Under the terms of what are now the quarter century-old Oslo accords, Israel is responsible for collecting about $200 million each month in taxes, which it is supposed to pass on to the PA, the Palestinian government-in-waiting in the West Bank.
The money belongs to the Palestinians but Israel has temporarily withheld it on several occasions in the past as a stick with which to beat the Palestinian leadership into line.
On this occasion, however, the stakes are far higher.
Last week Israeli Prime Minister Benjamin Netanyahu belatedly implemented a law passed last summer that requires his officials to retain part of the taxes owed to the Palestinians those that the PA transfers to political prisoners' families as a monthly stipend.
It echoes the Taylor Force Act, a law passed by the US Congress in 2016, that denies American economic aid to the PA until it stops sending those same stipends to 35,000 families of prisoners and those killed and maimed by the Israeli army.
The PA has tried to avert that threat by channelling the payments through a separate body, the Palestine Liberation Organisation.
Israel and Washington regard the prisoners simply as terrorists. But most Palestinians view them as heroes, those who have paid the highest price in the struggle for national liberation.
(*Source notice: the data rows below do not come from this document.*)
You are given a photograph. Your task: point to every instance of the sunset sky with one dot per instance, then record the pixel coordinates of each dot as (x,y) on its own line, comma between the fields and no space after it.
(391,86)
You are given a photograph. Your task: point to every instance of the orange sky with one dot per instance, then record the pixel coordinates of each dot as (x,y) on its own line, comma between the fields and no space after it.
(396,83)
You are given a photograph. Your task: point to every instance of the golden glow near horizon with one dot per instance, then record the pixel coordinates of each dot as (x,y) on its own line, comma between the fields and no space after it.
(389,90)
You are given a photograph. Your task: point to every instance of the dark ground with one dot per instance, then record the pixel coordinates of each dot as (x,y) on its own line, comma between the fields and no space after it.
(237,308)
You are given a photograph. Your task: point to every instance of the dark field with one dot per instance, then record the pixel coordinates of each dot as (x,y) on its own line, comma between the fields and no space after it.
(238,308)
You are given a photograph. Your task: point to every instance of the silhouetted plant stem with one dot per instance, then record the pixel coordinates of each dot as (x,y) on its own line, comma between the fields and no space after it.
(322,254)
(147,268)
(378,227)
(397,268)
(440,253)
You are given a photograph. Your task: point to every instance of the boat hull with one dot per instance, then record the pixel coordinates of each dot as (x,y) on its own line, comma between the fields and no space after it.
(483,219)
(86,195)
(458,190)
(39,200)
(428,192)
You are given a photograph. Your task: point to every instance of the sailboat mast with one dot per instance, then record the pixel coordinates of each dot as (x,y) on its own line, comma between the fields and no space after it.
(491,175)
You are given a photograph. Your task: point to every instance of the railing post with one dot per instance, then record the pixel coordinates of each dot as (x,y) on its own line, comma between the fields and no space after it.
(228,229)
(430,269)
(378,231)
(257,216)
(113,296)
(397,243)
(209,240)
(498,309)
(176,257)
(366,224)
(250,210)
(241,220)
The Palestinian public no more believes the families should be abandoned for their sacrifices than Irish republicans turned their backs on those who fought British rule or black South Africans forsook those who battled apartheid.
Palestinian president Mahmoud Abbas called Israel's actions "robbery" and said he would rather cut funding for health and education than for the prisoners and their families. "They are the most respected and appreciated part of the Palestinian people," he declared.
Then he played his ace card. He said he would refuse all tax money from Israel until the full sum was reinstated.
That risks plunging the PA into financial meltdown and most importantly for Israel might ultimately lead to the disbanding of the Palestinian security services. Their job has long been to act as a security contractor, keeping order on Israel's behalf in the West Bank.
The security forces hoovered up a massive 20 per cent of the PA's $5.8 billion state budget last year.
The PA is already reeling from a series of hammer blows to the Palestinian economy. They include Donald Trump's decision to cut all funding to UNRWA, the refugee agency for Palestinians, and to hospitals in Israeli-occupied East Jerusalem.
In addition, Mr Abbas reportedly declined $60m in annual US aid for his security services last month for fear of exposing the PA to legal action. A new congressional measure makes aid recipients like the PA subject to American anti-terrorism laws.